The UX scene in Ireland is quite different to that in Chicago, in terms of development its probably a few years behind Chicago. A lot of UX roles being advertised are actually either UI or Dev. At the moment there are only a handful of companies that have great UX teams, but it is growing. Most of the roles that have been coming on stream the past few months have been senior in-house roles so that’s positive to see. Chicago has a very active Meetup scene though, I miss that – here there seems to be a shyness about UX agencies going to each others events. From the outside, it seems to be a bit of a strange dynamic, but hopefully those walls will come down as the industry evolves here. Luckily, Frontend are one of the agencies driving the scene here and are very eager for me to get involved in the UX scene in Dublin which is great.
What advice would you give to someone just getting interested in the UI/UX industry?
UX is definitely easier to transition into if you have a UI or Dev background, otherwise it can be tough. One of the best pieces of advice I received at Designation was to stop highlighting my various strengths (marketing, project management, etc) and commit to one. Commit to one that I am passionate about and want to work in and just go make it happen.
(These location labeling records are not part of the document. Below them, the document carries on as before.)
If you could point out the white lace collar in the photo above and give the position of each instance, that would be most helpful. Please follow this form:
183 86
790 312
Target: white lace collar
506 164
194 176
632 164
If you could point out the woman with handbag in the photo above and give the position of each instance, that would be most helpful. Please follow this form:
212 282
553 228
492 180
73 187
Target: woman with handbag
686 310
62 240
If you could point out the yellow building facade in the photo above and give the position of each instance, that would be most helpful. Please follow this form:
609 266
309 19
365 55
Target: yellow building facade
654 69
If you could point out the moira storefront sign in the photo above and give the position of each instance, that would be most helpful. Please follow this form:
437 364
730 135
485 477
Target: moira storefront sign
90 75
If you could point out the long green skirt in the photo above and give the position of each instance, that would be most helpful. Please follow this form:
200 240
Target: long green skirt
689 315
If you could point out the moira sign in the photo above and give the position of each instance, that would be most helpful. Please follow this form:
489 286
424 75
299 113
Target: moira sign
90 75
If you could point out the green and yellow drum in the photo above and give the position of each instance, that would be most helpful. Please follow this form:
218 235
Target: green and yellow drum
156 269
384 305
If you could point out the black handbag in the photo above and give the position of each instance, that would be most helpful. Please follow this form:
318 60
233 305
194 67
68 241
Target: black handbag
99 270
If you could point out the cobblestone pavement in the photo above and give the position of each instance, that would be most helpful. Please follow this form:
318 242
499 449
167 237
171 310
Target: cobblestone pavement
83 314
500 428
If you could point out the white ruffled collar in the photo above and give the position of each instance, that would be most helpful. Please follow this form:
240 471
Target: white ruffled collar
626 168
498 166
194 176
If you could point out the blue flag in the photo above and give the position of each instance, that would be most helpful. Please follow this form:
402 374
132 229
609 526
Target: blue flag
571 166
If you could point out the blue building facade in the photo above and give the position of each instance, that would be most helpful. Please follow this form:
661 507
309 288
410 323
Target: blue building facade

Scrapping my ‘rounded’ candidacy and pushing myself as a UXer was a tough call, but ultimately the right one, I committed to UX and then spent the next few months demonstrating to anyone who would listen that I was committed to UX (and worth a punt).
I’d also suggest you learn as much as you can (to do the job, you’re going to need to learn a lot), connect with senior UX advocates and agency bosses to highlight your interest and get their feedback, work on side-projects and reach out to get inputs (and hopefully differentiate yourself). Build as many connections as you can. Transitioning into UX is tough, I surely wouldn’t have been able to do it without the guidance I received in, and after, my time at Designation.
For me I learned the process from scratch, highlighted my commitment by relocating and spending 3 months studying and practicing UX, met some of the most passionate and motivated people I have ever met, came out with experience and a portfolio to showcase that experience, as well as an incredibly strong network. All the building blocks for finding a job were provided by Designation and it was a case of taking those and being proactive to source the right role for me back home. It can be a big ask, but if you take the passion injected into you at Designation and role with that as you pave your path; nothing will stop you from making it happen for you.
“A lot changed for me at, and because of, Designation; my experience there was certainly a defining moment in my professional career.”